Diana L. Eck is Professor of Comparative Religion and Indian Studies at Harvard University where she serves on the Committee on the Study of Religion in the Faculty of Arts and Sciences. She is also a member of the Department of Sanskrit and Indian Studies as well as the Faculty of Divinity. She received her B.A. from Smith College (1967) in Religion, her M.A. from the School of Oriental and African Studies, University of London (1968) in South Asian History, and her Ph.D. from Harvard University (1976) in the Comparative Study of Religion. Eck and her partner Dorothy Austin are currently serving as Masters of Lowell House at Harvard.

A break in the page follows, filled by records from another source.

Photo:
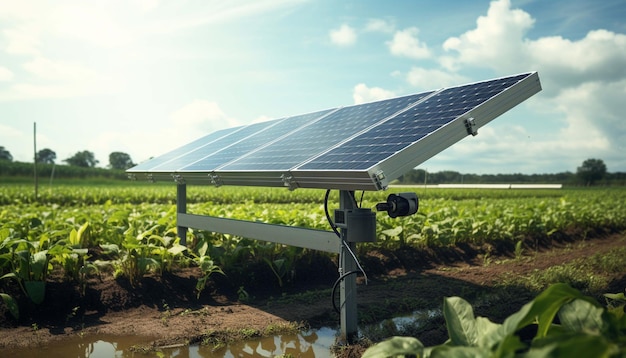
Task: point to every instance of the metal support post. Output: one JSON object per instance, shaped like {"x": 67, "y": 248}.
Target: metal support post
{"x": 181, "y": 208}
{"x": 347, "y": 289}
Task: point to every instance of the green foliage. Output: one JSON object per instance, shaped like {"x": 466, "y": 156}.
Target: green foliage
{"x": 584, "y": 329}
{"x": 84, "y": 158}
{"x": 591, "y": 171}
{"x": 133, "y": 226}
{"x": 120, "y": 161}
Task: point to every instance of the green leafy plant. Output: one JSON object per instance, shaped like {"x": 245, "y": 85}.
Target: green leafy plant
{"x": 585, "y": 329}
{"x": 207, "y": 267}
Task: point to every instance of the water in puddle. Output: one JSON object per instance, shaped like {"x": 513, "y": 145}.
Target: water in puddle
{"x": 314, "y": 343}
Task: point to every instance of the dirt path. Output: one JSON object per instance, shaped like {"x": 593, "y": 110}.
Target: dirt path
{"x": 165, "y": 315}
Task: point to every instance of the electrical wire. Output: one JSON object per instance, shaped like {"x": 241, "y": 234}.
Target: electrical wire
{"x": 341, "y": 278}
{"x": 346, "y": 245}
{"x": 330, "y": 220}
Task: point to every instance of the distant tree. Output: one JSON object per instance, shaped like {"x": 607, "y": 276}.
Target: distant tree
{"x": 591, "y": 171}
{"x": 46, "y": 156}
{"x": 82, "y": 159}
{"x": 120, "y": 160}
{"x": 5, "y": 154}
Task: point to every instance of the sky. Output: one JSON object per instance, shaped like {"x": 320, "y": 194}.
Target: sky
{"x": 146, "y": 76}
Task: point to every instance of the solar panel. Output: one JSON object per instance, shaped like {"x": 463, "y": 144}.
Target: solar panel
{"x": 356, "y": 147}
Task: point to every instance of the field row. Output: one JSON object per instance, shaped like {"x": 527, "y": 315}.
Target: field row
{"x": 131, "y": 230}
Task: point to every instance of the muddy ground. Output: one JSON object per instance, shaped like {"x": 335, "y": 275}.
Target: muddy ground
{"x": 166, "y": 310}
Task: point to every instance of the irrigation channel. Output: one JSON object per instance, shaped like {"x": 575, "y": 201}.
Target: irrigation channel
{"x": 311, "y": 343}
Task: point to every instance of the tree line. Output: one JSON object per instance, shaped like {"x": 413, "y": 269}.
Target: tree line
{"x": 85, "y": 159}
{"x": 591, "y": 172}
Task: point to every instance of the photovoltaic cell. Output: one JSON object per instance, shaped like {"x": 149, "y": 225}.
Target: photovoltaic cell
{"x": 363, "y": 146}
{"x": 397, "y": 133}
{"x": 256, "y": 140}
{"x": 201, "y": 152}
{"x": 319, "y": 136}
{"x": 181, "y": 151}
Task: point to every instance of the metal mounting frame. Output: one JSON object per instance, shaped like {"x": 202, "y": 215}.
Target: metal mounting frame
{"x": 320, "y": 240}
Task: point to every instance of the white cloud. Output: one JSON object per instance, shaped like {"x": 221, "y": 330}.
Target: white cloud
{"x": 59, "y": 70}
{"x": 379, "y": 25}
{"x": 498, "y": 35}
{"x": 406, "y": 44}
{"x": 431, "y": 78}
{"x": 364, "y": 94}
{"x": 22, "y": 40}
{"x": 57, "y": 79}
{"x": 343, "y": 36}
{"x": 201, "y": 115}
{"x": 5, "y": 74}
{"x": 584, "y": 80}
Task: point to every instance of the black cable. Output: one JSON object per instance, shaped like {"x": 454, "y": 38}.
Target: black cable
{"x": 344, "y": 243}
{"x": 341, "y": 278}
{"x": 330, "y": 220}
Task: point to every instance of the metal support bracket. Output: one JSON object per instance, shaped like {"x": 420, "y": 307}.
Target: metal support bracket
{"x": 178, "y": 179}
{"x": 289, "y": 181}
{"x": 378, "y": 178}
{"x": 470, "y": 125}
{"x": 215, "y": 179}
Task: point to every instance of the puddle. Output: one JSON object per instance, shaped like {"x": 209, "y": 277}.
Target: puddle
{"x": 313, "y": 343}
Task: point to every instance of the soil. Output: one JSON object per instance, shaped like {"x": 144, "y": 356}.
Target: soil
{"x": 166, "y": 310}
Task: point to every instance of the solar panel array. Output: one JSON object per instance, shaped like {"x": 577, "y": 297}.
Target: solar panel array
{"x": 356, "y": 147}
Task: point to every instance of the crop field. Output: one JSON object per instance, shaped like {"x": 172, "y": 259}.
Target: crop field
{"x": 131, "y": 229}
{"x": 75, "y": 233}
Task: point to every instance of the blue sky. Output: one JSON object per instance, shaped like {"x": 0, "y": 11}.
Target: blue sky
{"x": 146, "y": 76}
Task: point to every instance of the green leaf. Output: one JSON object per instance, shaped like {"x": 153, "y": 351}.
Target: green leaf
{"x": 36, "y": 290}
{"x": 11, "y": 305}
{"x": 460, "y": 321}
{"x": 395, "y": 346}
{"x": 489, "y": 334}
{"x": 177, "y": 249}
{"x": 460, "y": 352}
{"x": 581, "y": 316}
{"x": 574, "y": 345}
{"x": 393, "y": 232}
{"x": 81, "y": 232}
{"x": 543, "y": 309}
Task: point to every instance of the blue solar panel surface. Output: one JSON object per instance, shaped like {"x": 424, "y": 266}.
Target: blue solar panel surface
{"x": 321, "y": 135}
{"x": 395, "y": 134}
{"x": 257, "y": 140}
{"x": 215, "y": 146}
{"x": 179, "y": 152}
{"x": 363, "y": 146}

Since 1991, Diana Eck has been heading a research team at Harvard University to explore the new religious diversity of the United States and its meaning for the American pluralist experiment. The Pluralism Project has been documenting the growing presence of the Muslim, Buddhist, Hindu, Sikh, Jain, and Zoroastrian communities in the U.S. This research project has involved students and professors in "hometown" research on America's new religious landscape.
In 1996, Diana L. Eck was appointed to a U.S. State Department Advisory Committee on Religious Freedom Abroad, a twenty-member commission charged with advising the Secretary of State on enhancing and protecting religious freedom in the overall context of human rights. In 1998, Eck received the National Humanities Medal from President Clinton and the National Endowment for the Humanities for her work on American religious pluralism.